Scoraggiata e delusa, provò a tornare di nuovo in Olanda, ma il ritorno durò poco: nel 1904 era di nuovo a Parigi, dove riuscì ad avere un ingaggio nel mondo dello spettacolo come amazzone. Un anno dopo riuscì finalmente a debuttare, come aveva sempre desiderato: si presentò al Museo Guimet di Parigi come una danzatrice orientale ed ebbe un successo strepitoso.
Nello stesso anno, ormai decisa ad entrare nel mondo teatrale, decise di cambiare il proprio nome in Mata Hari, “Occhio dell’Alba” in malese.
Da questo momento in poi, la vita teatrale di Mata Hari sarà costellata da successi dopo successi, anche in ambito internazionale.

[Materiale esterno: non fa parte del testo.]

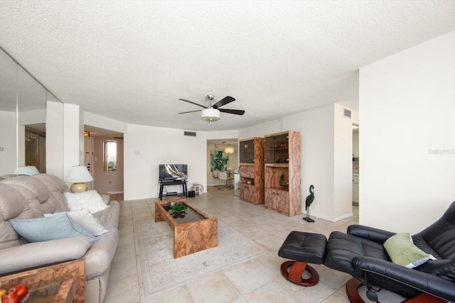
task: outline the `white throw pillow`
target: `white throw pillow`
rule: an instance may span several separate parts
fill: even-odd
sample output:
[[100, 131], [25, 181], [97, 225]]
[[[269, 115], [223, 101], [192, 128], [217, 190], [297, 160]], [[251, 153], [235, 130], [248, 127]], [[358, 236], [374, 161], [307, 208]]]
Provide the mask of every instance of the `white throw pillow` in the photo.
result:
[[[100, 221], [94, 217], [87, 208], [83, 208], [77, 211], [68, 211], [72, 219], [77, 222], [87, 231], [94, 236], [102, 235], [109, 231], [101, 225]], [[55, 214], [44, 214], [44, 216], [54, 215]]]
[[106, 209], [109, 206], [105, 204], [100, 194], [96, 190], [83, 192], [65, 192], [66, 203], [72, 211], [88, 208], [91, 213]]

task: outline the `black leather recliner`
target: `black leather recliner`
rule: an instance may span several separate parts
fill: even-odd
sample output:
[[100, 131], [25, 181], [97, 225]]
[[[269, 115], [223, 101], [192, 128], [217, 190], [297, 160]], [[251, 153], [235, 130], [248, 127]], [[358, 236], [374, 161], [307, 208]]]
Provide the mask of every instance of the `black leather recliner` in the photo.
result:
[[[438, 221], [412, 236], [414, 245], [433, 255], [437, 260], [430, 260], [414, 269], [392, 263], [383, 243], [395, 234], [361, 225], [350, 226], [346, 233], [339, 231], [331, 233], [325, 248], [326, 255], [322, 257], [323, 264], [354, 277], [346, 286], [350, 300], [362, 302], [357, 290], [365, 281], [368, 287], [367, 297], [372, 301], [378, 299], [371, 285], [405, 297], [415, 297], [416, 301], [412, 302], [429, 302], [436, 298], [455, 302], [455, 202]], [[296, 261], [312, 263], [307, 256], [301, 260], [299, 260], [299, 256], [295, 258], [286, 257], [290, 255], [290, 250], [294, 254], [296, 252], [295, 241], [292, 247], [289, 241], [287, 239], [284, 242], [279, 252], [279, 255]], [[311, 243], [305, 244], [306, 246], [309, 245]], [[320, 244], [317, 246], [319, 251], [323, 250]], [[308, 250], [303, 249], [306, 251], [302, 255], [308, 255]], [[285, 277], [299, 284], [299, 281], [292, 281], [283, 272], [286, 270], [282, 269]], [[358, 279], [362, 281], [358, 282]]]

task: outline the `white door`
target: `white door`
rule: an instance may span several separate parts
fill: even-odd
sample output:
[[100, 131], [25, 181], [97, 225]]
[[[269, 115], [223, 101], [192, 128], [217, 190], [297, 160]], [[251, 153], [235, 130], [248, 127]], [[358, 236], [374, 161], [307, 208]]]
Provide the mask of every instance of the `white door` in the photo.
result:
[[[93, 138], [85, 138], [84, 140], [84, 165], [95, 180], [93, 172]], [[87, 182], [88, 190], [93, 189], [93, 181]]]

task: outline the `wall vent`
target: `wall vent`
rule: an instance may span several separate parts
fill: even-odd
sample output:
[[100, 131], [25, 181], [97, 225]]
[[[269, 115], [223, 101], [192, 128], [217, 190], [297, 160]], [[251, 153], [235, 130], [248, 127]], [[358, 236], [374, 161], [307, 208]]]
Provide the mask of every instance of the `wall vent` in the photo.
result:
[[196, 136], [196, 131], [183, 131], [183, 136], [191, 136], [193, 137]]

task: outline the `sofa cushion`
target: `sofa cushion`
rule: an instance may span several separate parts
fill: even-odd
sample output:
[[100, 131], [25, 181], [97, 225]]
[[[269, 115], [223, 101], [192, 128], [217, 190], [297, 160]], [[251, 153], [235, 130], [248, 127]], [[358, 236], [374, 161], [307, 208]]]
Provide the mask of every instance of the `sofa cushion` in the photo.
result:
[[9, 223], [16, 232], [29, 242], [70, 237], [86, 237], [92, 242], [98, 241], [65, 212], [43, 218], [11, 219]]
[[417, 268], [429, 260], [436, 260], [432, 255], [414, 246], [409, 233], [391, 236], [384, 243], [384, 248], [392, 262], [407, 268]]
[[0, 250], [0, 275], [83, 258], [92, 246], [87, 238], [29, 243]]
[[96, 190], [71, 193], [65, 192], [66, 203], [72, 211], [88, 208], [91, 213], [102, 211], [109, 206], [103, 202], [101, 196]]
[[[67, 214], [71, 216], [71, 219], [80, 224], [84, 229], [93, 234], [93, 236], [102, 235], [109, 231], [90, 214], [87, 208], [77, 211], [68, 211]], [[55, 214], [44, 214], [44, 216], [55, 216]]]

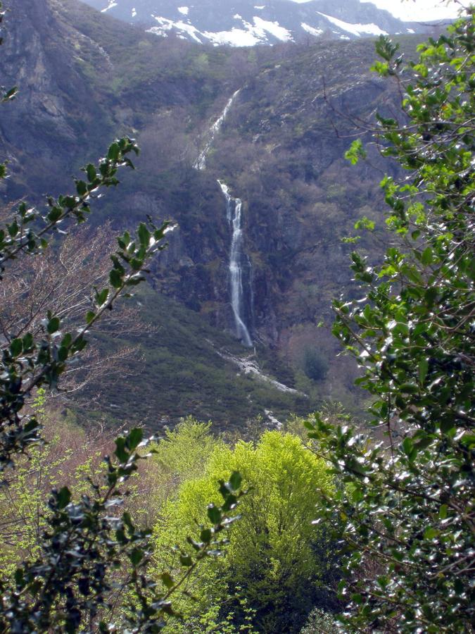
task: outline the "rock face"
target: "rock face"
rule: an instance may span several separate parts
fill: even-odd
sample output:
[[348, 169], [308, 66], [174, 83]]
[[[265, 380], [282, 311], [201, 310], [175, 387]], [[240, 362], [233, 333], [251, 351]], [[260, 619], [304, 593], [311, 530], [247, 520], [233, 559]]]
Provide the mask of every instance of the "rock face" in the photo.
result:
[[[322, 13], [329, 11], [324, 4]], [[20, 92], [0, 119], [2, 153], [15, 173], [4, 201], [68, 191], [60, 175], [96, 160], [113, 135], [136, 135], [143, 148], [137, 173], [108, 194], [93, 222], [177, 220], [153, 285], [234, 333], [220, 180], [242, 203], [242, 314], [253, 343], [279, 351], [297, 369], [309, 348], [332, 357], [330, 300], [351, 292], [341, 238], [361, 216], [381, 216], [379, 175], [342, 158], [352, 121], [393, 99], [367, 70], [372, 43], [217, 49], [157, 38], [110, 12], [74, 0], [11, 2], [1, 70], [2, 83]], [[205, 169], [196, 169], [210, 126], [238, 89]], [[371, 254], [369, 242], [362, 248]], [[329, 365], [327, 392], [338, 397], [334, 386], [350, 379]]]
[[99, 11], [144, 25], [166, 37], [174, 34], [198, 44], [254, 46], [309, 38], [353, 39], [381, 33], [421, 32], [360, 0], [87, 0]]

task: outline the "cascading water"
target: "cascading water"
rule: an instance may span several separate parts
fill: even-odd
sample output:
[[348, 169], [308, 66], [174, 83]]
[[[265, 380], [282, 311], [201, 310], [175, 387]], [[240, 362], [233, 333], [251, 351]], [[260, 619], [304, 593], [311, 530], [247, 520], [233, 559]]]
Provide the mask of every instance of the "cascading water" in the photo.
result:
[[211, 149], [211, 146], [213, 145], [213, 142], [215, 140], [215, 137], [221, 130], [221, 127], [222, 124], [224, 123], [224, 120], [227, 116], [227, 113], [229, 111], [229, 108], [233, 104], [233, 101], [238, 96], [239, 93], [239, 90], [236, 90], [236, 92], [233, 94], [233, 96], [229, 99], [227, 104], [224, 106], [224, 109], [221, 113], [221, 116], [215, 121], [208, 132], [208, 141], [206, 142], [205, 147], [203, 150], [200, 152], [200, 155], [195, 161], [194, 165], [193, 166], [196, 170], [204, 170], [206, 167], [206, 157]]
[[232, 231], [229, 270], [231, 306], [234, 316], [236, 335], [245, 346], [251, 347], [253, 344], [253, 340], [246, 325], [243, 315], [243, 230], [241, 227], [243, 202], [240, 198], [233, 198], [229, 194], [229, 189], [225, 183], [220, 180], [217, 182], [226, 199], [226, 216]]
[[[224, 109], [222, 112], [220, 116], [215, 121], [208, 132], [208, 140], [196, 159], [194, 167], [196, 170], [204, 170], [206, 168], [206, 158], [211, 149], [211, 147], [215, 140], [216, 135], [221, 130], [222, 124], [227, 116], [229, 108], [239, 93], [236, 90], [233, 96], [229, 99]], [[251, 338], [249, 330], [246, 325], [246, 318], [244, 316], [244, 301], [243, 290], [243, 268], [242, 261], [244, 257], [242, 251], [243, 243], [243, 230], [241, 227], [241, 212], [243, 203], [240, 198], [233, 198], [229, 194], [229, 189], [227, 185], [218, 180], [217, 181], [221, 191], [226, 199], [226, 216], [232, 230], [231, 251], [229, 253], [229, 264], [228, 266], [229, 271], [229, 287], [231, 290], [231, 306], [232, 308], [233, 314], [234, 316], [234, 322], [236, 324], [236, 335], [239, 339], [244, 344], [245, 346], [251, 347], [253, 344], [253, 340]], [[246, 256], [247, 257], [247, 256]], [[252, 279], [252, 267], [249, 258], [247, 258], [247, 263], [250, 271], [249, 280]], [[251, 310], [252, 314], [253, 294], [251, 284]]]

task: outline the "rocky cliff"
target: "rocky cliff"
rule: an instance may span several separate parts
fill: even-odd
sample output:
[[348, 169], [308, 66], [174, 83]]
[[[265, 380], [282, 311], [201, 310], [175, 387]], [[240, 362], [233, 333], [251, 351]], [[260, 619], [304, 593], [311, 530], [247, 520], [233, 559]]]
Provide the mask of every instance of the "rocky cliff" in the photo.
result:
[[[10, 8], [2, 83], [20, 92], [0, 121], [14, 177], [4, 200], [64, 189], [63, 175], [96, 159], [114, 133], [137, 136], [137, 173], [93, 222], [177, 220], [153, 285], [232, 337], [225, 183], [242, 203], [241, 316], [258, 354], [312, 398], [351, 401], [353, 370], [335, 359], [329, 304], [351, 292], [341, 238], [361, 216], [382, 220], [377, 157], [353, 168], [342, 158], [355, 120], [394, 99], [367, 70], [371, 42], [222, 49], [162, 40], [72, 0]], [[370, 253], [371, 242], [362, 247]]]

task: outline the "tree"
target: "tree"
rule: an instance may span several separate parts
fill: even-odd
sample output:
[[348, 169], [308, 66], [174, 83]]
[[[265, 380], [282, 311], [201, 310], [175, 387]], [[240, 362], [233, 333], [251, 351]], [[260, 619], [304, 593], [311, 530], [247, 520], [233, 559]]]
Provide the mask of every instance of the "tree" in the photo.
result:
[[221, 631], [231, 619], [229, 632], [251, 626], [251, 631], [297, 632], [315, 603], [334, 608], [322, 586], [336, 562], [324, 526], [311, 521], [315, 487], [331, 496], [332, 478], [324, 461], [291, 434], [265, 432], [255, 445], [239, 441], [234, 449], [217, 445], [203, 475], [184, 482], [162, 510], [155, 527], [158, 565], [168, 558], [173, 571], [170, 546], [182, 540], [194, 518], [203, 521], [203, 509], [217, 499], [213, 483], [229, 467], [248, 488], [243, 516], [226, 557], [203, 566], [189, 588], [196, 601], [183, 606], [190, 615], [183, 630]]
[[[0, 5], [1, 8], [1, 5]], [[0, 13], [0, 21], [3, 13]], [[15, 89], [4, 94], [11, 101]], [[138, 153], [132, 139], [115, 141], [97, 164], [83, 169], [72, 194], [48, 199], [44, 213], [23, 201], [0, 228], [0, 273], [8, 277], [14, 261], [41, 258], [52, 249], [52, 237], [84, 222], [98, 192], [118, 184], [118, 170], [133, 168], [130, 156]], [[0, 166], [0, 178], [6, 166]], [[68, 322], [58, 304], [40, 303], [43, 317], [25, 317], [11, 323], [1, 341], [0, 359], [0, 471], [11, 474], [24, 456], [36, 459], [44, 446], [41, 421], [32, 403], [39, 388], [56, 388], [68, 368], [88, 342], [88, 334], [121, 294], [144, 280], [148, 263], [165, 248], [169, 223], [158, 228], [142, 223], [135, 235], [119, 236], [111, 256], [107, 281], [87, 290], [91, 295], [79, 326]], [[90, 267], [89, 268], [91, 273]], [[0, 278], [1, 279], [1, 278]], [[80, 302], [82, 304], [82, 302]], [[84, 309], [83, 309], [84, 310]], [[22, 321], [23, 320], [23, 321]], [[11, 336], [13, 332], [14, 336]], [[124, 386], [125, 387], [125, 386]], [[37, 542], [30, 559], [0, 580], [1, 632], [158, 632], [175, 614], [170, 597], [190, 577], [198, 563], [219, 554], [222, 533], [238, 502], [239, 476], [220, 484], [222, 504], [208, 509], [205, 526], [198, 529], [193, 554], [179, 552], [180, 566], [174, 579], [168, 573], [152, 582], [147, 576], [149, 531], [138, 528], [121, 509], [127, 483], [144, 459], [140, 429], [115, 441], [112, 456], [106, 456], [99, 481], [73, 498], [68, 486], [53, 489], [48, 510], [38, 522]], [[6, 478], [5, 478], [6, 480]], [[4, 482], [4, 485], [8, 483]], [[39, 506], [46, 506], [39, 499]]]
[[[381, 264], [354, 253], [363, 291], [334, 303], [335, 335], [372, 395], [374, 434], [317, 415], [317, 452], [345, 483], [350, 631], [470, 632], [474, 623], [474, 11], [404, 63], [381, 37], [375, 70], [398, 82], [400, 120], [378, 116], [382, 154], [407, 170], [382, 186], [392, 235]], [[348, 156], [364, 155], [353, 144]], [[374, 438], [384, 437], [376, 442]]]

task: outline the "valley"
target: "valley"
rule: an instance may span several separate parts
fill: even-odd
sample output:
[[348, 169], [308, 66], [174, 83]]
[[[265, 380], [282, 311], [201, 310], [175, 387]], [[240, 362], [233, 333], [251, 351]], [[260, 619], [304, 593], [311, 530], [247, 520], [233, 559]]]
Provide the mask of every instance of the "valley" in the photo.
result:
[[[377, 153], [372, 167], [343, 158], [355, 122], [397, 100], [367, 70], [372, 41], [216, 48], [158, 38], [74, 0], [25, 0], [11, 10], [4, 70], [13, 82], [21, 59], [21, 89], [0, 123], [14, 177], [4, 202], [68, 191], [69, 179], [51, 175], [77, 174], [127, 134], [141, 149], [137, 169], [95, 203], [92, 225], [129, 228], [147, 215], [178, 224], [150, 278], [163, 300], [148, 318], [159, 330], [165, 319], [167, 335], [139, 342], [150, 359], [132, 362], [141, 405], [116, 408], [114, 418], [154, 428], [193, 414], [226, 428], [265, 410], [304, 414], [326, 399], [357, 414], [356, 368], [337, 356], [331, 301], [351, 293], [351, 248], [342, 239], [361, 216], [384, 222]], [[412, 42], [402, 44], [410, 50]], [[372, 256], [367, 237], [361, 248]], [[176, 309], [164, 315], [165, 299]], [[184, 319], [196, 334], [184, 332]], [[190, 337], [234, 354], [237, 346], [243, 359], [253, 350], [265, 373], [296, 392], [261, 383], [251, 390], [248, 387], [231, 397], [236, 367], [226, 356], [197, 350], [180, 361]], [[184, 394], [182, 406], [146, 398], [156, 381]], [[115, 402], [110, 389], [101, 402]]]

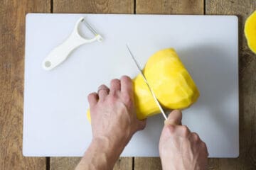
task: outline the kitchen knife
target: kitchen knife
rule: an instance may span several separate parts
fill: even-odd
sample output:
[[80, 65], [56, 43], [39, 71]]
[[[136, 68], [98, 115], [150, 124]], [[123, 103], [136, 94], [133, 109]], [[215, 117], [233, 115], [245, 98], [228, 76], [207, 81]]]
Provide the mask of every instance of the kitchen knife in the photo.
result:
[[127, 45], [127, 50], [128, 50], [128, 51], [129, 51], [129, 53], [130, 54], [130, 55], [131, 55], [133, 61], [135, 62], [137, 67], [138, 68], [140, 74], [142, 74], [144, 81], [145, 81], [146, 84], [147, 86], [149, 87], [149, 91], [150, 91], [150, 93], [151, 94], [151, 95], [152, 95], [152, 96], [153, 96], [153, 98], [154, 98], [154, 100], [155, 101], [157, 106], [159, 108], [160, 111], [161, 111], [161, 113], [162, 113], [164, 119], [165, 119], [165, 120], [167, 120], [167, 117], [166, 117], [166, 114], [165, 114], [165, 113], [164, 113], [164, 111], [163, 108], [161, 107], [159, 101], [158, 101], [157, 98], [156, 97], [156, 95], [155, 95], [155, 94], [154, 93], [153, 89], [151, 88], [149, 82], [147, 81], [147, 80], [146, 80], [144, 74], [143, 72], [142, 72], [142, 69], [141, 69], [141, 67], [140, 67], [138, 62], [136, 60], [134, 56], [132, 55], [132, 52], [131, 52], [131, 50], [129, 49], [128, 45]]

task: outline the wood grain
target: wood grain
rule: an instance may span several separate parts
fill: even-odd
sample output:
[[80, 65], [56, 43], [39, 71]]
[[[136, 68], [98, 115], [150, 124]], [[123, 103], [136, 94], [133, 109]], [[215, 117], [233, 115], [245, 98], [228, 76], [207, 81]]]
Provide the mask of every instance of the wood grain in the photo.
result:
[[137, 0], [136, 13], [203, 14], [203, 0]]
[[[73, 170], [78, 164], [80, 157], [51, 157], [50, 170]], [[120, 157], [114, 165], [114, 170], [132, 169], [132, 157]]]
[[206, 0], [206, 13], [236, 15], [239, 18], [240, 156], [211, 159], [209, 169], [256, 169], [256, 55], [247, 45], [245, 19], [256, 9], [256, 1]]
[[[53, 13], [134, 13], [134, 0], [53, 0]], [[85, 96], [86, 97], [86, 96]], [[80, 158], [50, 158], [50, 170], [74, 169]], [[132, 158], [119, 158], [114, 169], [132, 169]]]
[[22, 155], [25, 15], [49, 12], [50, 1], [0, 1], [0, 169], [46, 169]]
[[53, 0], [53, 13], [133, 13], [134, 0]]
[[[136, 0], [136, 13], [203, 14], [203, 0]], [[136, 157], [134, 170], [161, 169], [159, 158]]]

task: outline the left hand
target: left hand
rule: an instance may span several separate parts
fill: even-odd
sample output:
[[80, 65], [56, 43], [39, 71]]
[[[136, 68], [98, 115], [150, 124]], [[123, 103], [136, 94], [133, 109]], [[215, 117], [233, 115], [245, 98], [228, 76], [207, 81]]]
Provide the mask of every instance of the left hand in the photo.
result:
[[112, 79], [110, 89], [102, 84], [88, 96], [93, 140], [103, 139], [124, 147], [146, 120], [137, 118], [132, 81], [123, 76]]

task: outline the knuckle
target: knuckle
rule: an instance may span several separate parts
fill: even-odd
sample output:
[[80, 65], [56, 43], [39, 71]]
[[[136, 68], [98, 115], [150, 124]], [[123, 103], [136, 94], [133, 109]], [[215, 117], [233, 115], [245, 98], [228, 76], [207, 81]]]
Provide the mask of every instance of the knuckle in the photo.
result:
[[182, 128], [182, 135], [184, 137], [188, 137], [189, 135], [189, 129], [186, 125], [183, 125]]
[[129, 76], [122, 76], [120, 79], [124, 81], [131, 81], [131, 78], [129, 78]]
[[193, 139], [195, 141], [198, 142], [200, 140], [199, 136], [198, 136], [198, 135], [197, 133], [193, 132], [192, 135], [193, 135]]
[[107, 87], [106, 85], [102, 84], [102, 85], [100, 85], [100, 86], [99, 86], [99, 89], [106, 88], [106, 87]]
[[170, 134], [174, 134], [175, 132], [175, 125], [169, 125], [168, 129], [169, 129]]
[[206, 144], [205, 142], [203, 142], [203, 141], [202, 141], [202, 142], [201, 142], [201, 147], [202, 147], [203, 148], [207, 149]]
[[110, 82], [111, 84], [114, 84], [114, 85], [119, 84], [119, 80], [117, 79], [114, 79], [111, 80], [111, 82]]
[[95, 92], [93, 92], [93, 93], [90, 93], [90, 94], [88, 94], [87, 96], [87, 98], [91, 98], [92, 97], [95, 96]]

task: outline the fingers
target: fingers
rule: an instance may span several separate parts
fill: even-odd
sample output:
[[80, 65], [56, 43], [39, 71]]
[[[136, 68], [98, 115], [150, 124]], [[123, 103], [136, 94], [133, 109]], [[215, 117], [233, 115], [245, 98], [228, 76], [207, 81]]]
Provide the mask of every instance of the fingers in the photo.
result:
[[121, 90], [121, 83], [119, 79], [114, 79], [110, 81], [110, 95], [114, 95]]
[[131, 78], [127, 76], [122, 76], [120, 79], [121, 93], [128, 94], [131, 96], [133, 94], [133, 84]]
[[138, 120], [138, 130], [142, 130], [145, 128], [146, 124], [146, 119]]
[[110, 93], [110, 89], [105, 84], [100, 85], [98, 88], [97, 94], [100, 100], [104, 100]]
[[189, 140], [191, 140], [191, 142], [197, 142], [198, 141], [201, 141], [201, 139], [197, 133], [192, 132], [189, 137]]
[[95, 92], [90, 94], [88, 95], [88, 101], [89, 101], [89, 105], [90, 105], [90, 108], [92, 108], [92, 106], [94, 106], [95, 105], [97, 104], [97, 102], [99, 99], [99, 96], [98, 94]]
[[189, 138], [191, 135], [191, 132], [186, 125], [169, 125], [168, 128], [170, 131], [171, 135], [176, 135], [183, 138]]
[[174, 110], [168, 116], [168, 119], [164, 121], [165, 125], [181, 125], [182, 113], [179, 110]]

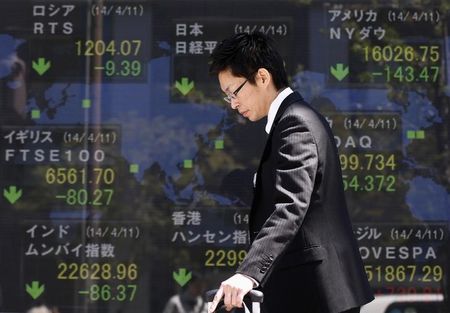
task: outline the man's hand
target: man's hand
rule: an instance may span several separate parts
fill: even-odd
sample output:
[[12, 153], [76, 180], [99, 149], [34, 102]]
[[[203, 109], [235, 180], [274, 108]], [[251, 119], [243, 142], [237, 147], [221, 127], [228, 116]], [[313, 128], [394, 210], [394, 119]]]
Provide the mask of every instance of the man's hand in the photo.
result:
[[244, 296], [252, 289], [253, 281], [250, 278], [242, 274], [235, 274], [220, 284], [220, 288], [208, 308], [208, 313], [214, 312], [222, 298], [227, 311], [231, 311], [234, 307], [242, 308]]

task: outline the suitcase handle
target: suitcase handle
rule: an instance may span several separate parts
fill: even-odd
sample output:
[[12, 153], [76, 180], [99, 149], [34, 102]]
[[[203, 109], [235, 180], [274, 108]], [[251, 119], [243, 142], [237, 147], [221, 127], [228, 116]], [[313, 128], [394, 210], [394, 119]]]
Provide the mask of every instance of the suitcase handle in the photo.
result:
[[[206, 302], [212, 302], [214, 300], [214, 296], [216, 295], [219, 289], [212, 289], [206, 292]], [[250, 297], [252, 302], [262, 303], [264, 300], [264, 294], [259, 290], [250, 290], [249, 293], [245, 295], [245, 298]]]

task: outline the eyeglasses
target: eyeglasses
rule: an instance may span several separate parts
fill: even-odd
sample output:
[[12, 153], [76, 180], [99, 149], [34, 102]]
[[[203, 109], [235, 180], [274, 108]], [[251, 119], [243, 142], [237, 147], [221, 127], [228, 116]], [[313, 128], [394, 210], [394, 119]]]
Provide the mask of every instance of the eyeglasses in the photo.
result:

Diventò una stella danzante di tutti i teatri del mondo e girò le capitali mondiali, dove veniva ammirata e desiderata da tutti. In Italia si esibì anche alla Scala e in tutti i maggiori teatri del Paese.
Nel 1914, in piena guerra, si trasferì a Berlino. Ma proprio a causa dello scoppio di questa, decise di trasferirsi in Svizzera, per poi tornare in Francia. Alla frontiera, però, fu bloccata e rispedita a Berlino, senza valigie e senza soldi. Qui riuscì a farsi aiutare da un funzionario del consolato olandese, che la mandò a Francoforte.
In questi mesi, conobbe un noto banchiere, che divenne il suo amante. Conobbe anche un Barone, e si innamorò anche di quest’ultimo. Nel 1915 tornò a Parigi, per cercare di riprendere le sue cose, ma un anno dopo fu spedita in Olanda. In questi anni, si fanno frequenti le visite al palazzo consolare tedesco: sono forse questi i mesi in cui Mata Hari viene ingaggiata come spia, al servizio dei tedeschi. Il controspionaggio francese la osservava già da tempo e seguiva tutti i suoi spostamenti: nel 1916 partì per la Spagna e qui fu contattata dal controspionaggio francese, che le chiese di passare dalla parte della Francia. Mata Hari accettò, in cambio di un milione di franchi.
Da questo momento, inizia una sorta di doppio gioco, molto pericoloso: in Francia offriva informazioni riguardo ai tedeschi, continuando a seguire i rapporti anche con la Germania. Nel frattempo, continuava i suoi viaggi: un po’ per danzare, un po’ per lo spionaggio, Mata Hari era sempre in giro per il mondo.
Nel 1917, rientrata a Parigi, Mata Hari fu arrestata dai francesi, che avevano scoperto il suo doppio gioco. Il tutto a causa di un presunto messaggio radio, intercettato dai francesi: un messaggio misterioso, di cui si ignora l’effettiva esistenza. La colpevolezza di Mata Hari era in realtà molto meno evidente di quello che l’esercito francese voleva mostrare, ma in quel momento la decisione era stata già presa.
Durante il processo, Mata Hari negò tutto, ma solo inizialmente. Con il susseguirsi delle prove, dovette poi ammettere parte delle colpe, ma non quella di aver riferito ai tedeschi le mosse francesi. Alla fine del processo, la condanna arrivò ed il verdetto fu tremendo: condanna a morte per fucilazione.
A nulla servirono i numerosi appelli.
All’alba del 15 ottobre del 1917, Mata Hari venne fucilata. Per l’occasione, decise di vestirsi nella maniera più elegante possibile, scegliendo un abito bianco ed un cappello di paglia.
Fu legata ad un palo. Rifiutò di essere bendata, per guardare in faccia i propri aguzzini. Le fucilate furono 11, di cui 3 a vuoto, 2 a segno ed una nel cuore.
Mata Hari morì così. Nessuno reclamò il suo corpo, che venne gettato in una fossa comune. Tranne la testa, che fu derubata negli anni ’50.
Colpevole o meno, la mia domanda è: colpevole di cosa?
Mata Hari non fu altro che il capro espiatorio della follia degli uomini, ciechi e sordi di fronte alla voglia di potere.